CREATE TABLE users (
"Index" INTEGER,
"User_Id" VARCHAR,
"First_Name" VARCHAR,
"Last_Name" VARCHAR,
"Sex" VARCHAR,
"Email" VARCHAR,
"Phone" VARCHAR,
"Date_of_birth" DATE,
"Job_Title" VARCHAR
)
""")
insert_query = "INSERT INTO users VALUES (?, ?, ?, ?, ?, ?, ?, ?, ?)"
con.executemany(insert_query, [(record["Index"], record["User_Id"], record["First_Name"], record["Last_Name"], record["Sex"], record["Email"], record["Phone"], record["Date_of_birth"], record["Job_Title"]) for record in records])
# Convert DuckDB table to DataFrame and write to Delta table
duck_df = con.execute("SELECT * FROM users").fetchdf()
delta_table_path = ".../test_delta_table/" # modify this to your desired directory
write_deltalake(delta_table_path, duck_df, mode='append')
# Verify Delta table directory contents and check metadata
print(os.listdir(delta_table_path))
result = con.execute(f"SELECT * FROM delta_scan('{delta_table_path}')").fetchdf()
print(result)
delta_table = DeltaTable(delta_table_path)

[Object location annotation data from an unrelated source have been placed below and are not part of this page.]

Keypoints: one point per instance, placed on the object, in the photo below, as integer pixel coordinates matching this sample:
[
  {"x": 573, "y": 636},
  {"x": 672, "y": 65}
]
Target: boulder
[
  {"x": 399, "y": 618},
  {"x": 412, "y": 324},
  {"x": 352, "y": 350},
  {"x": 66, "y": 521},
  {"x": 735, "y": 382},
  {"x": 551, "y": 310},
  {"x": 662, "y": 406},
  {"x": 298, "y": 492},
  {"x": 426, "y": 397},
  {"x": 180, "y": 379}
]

print(delta_table.history())
Now that the Delta table is created, register it with Unity Catalog:
docker exec -it unitycatalog uc table create --full_name my_local_catalog.my_schema.sample_delta_table --columns "Index INT, User_Id STRING, First_Name STRING, Last_Name STRING, Sex STRING, Email STRING, Phone STRING, Date_of_birth DATE, Job_Title STRING" --format DELTA --storage_location file:///C:/.../.../.../test_delta_table
Note: Update storage location to the path of your Delta Table
Read the table to verify its contents:
docker exec -it unitycatalog uc table read --full_name my_local_catalog.my_schema.sample_delta_table
You have now successfully set up Unity Catalog to run on Docker, created a catalog, schema, generated sample Delta Table, registered the sample Delta table, and read it the Delta Table back using Unity Catalog native capabilities.